People who were inoculated between December 2020 and March this year reported reduced mental distress levels in the surveys conducted after getting the first jab. The fixed-effects estimates display an average effect of receiving the vaccine equivalent to 4 per cent of the standard deviation of PHQ-4 scores, a reduction in 1 percentage point in the probability of being at least moderately depressed, and of 0.7 percentage points in the probability of being highly depressed (p-value = 0.06).
Huge Improvements After Getting Vaccinated
Getting the first dose of COVID-19 vaccine resulted in huge improvements in mental health, beyond improvements already achieved since mental distress rose sharply in the spring of 2020.
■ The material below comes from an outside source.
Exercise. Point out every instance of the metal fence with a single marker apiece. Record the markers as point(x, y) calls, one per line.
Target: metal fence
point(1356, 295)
All participants were 18 years or more. On March 10, 2020, panelists were invited to answer the first survey (which remained open until the end of March). UCAS participants were invited to answer surveys every two weeks. This frequency was chosen to allow tracking how people's perceptions, behaviours and outcomes evolved throughout the crisis. After February 16, the 14-day cycle was replaced by a four-week cycle, so that since then respondents could answer questions every four weeks, between April 1, 2020, and February 16, 2021. Participants were randomly assigned a number between one and 14, which marked the day on which they were asked to answer the survey. Upon invitation, the respondent had 14 days to complete the survey.
Earlier work showed that the intensity of mental distress peaked in mid-April to early May last year and declined after that. It also revealed how those trajectories differed for demographic groups. The study documented how mental health has diverged between vaccinated individuals and those who have not been innoculated yet. By comparing the trajectories, the researchers learned about the short-term effect of vaccination on person's mental health.
The results were, however, short-term direct effects of getting the first dose of COVID vaccine. The overall contribution of vaccine uptake on improving mental health outcomes is much more significant, as it affects not only vaccinated individuals but unvaccinated ones. An unvaccinated person may still benefit from the reduced prevalence rates in the population, become less worried about the people he loves, and may benefit from rising social and economic opportunities if the vaccine rollout results in more social and economic activity due to lower disease risk.
There are some limitations to this research. It is possible that the difference in trajectories across those vaccinated and unvaccinated rose not due to a causal effect of receiving the dose but from sorting at the time of the vaccine rollout, such that people with a likelihood of becoming less depressed were also more likely to decide to get jabbed. To investigate that possibility, a person can take advantage of different dates at which people in different groups have become eligible for vaccination.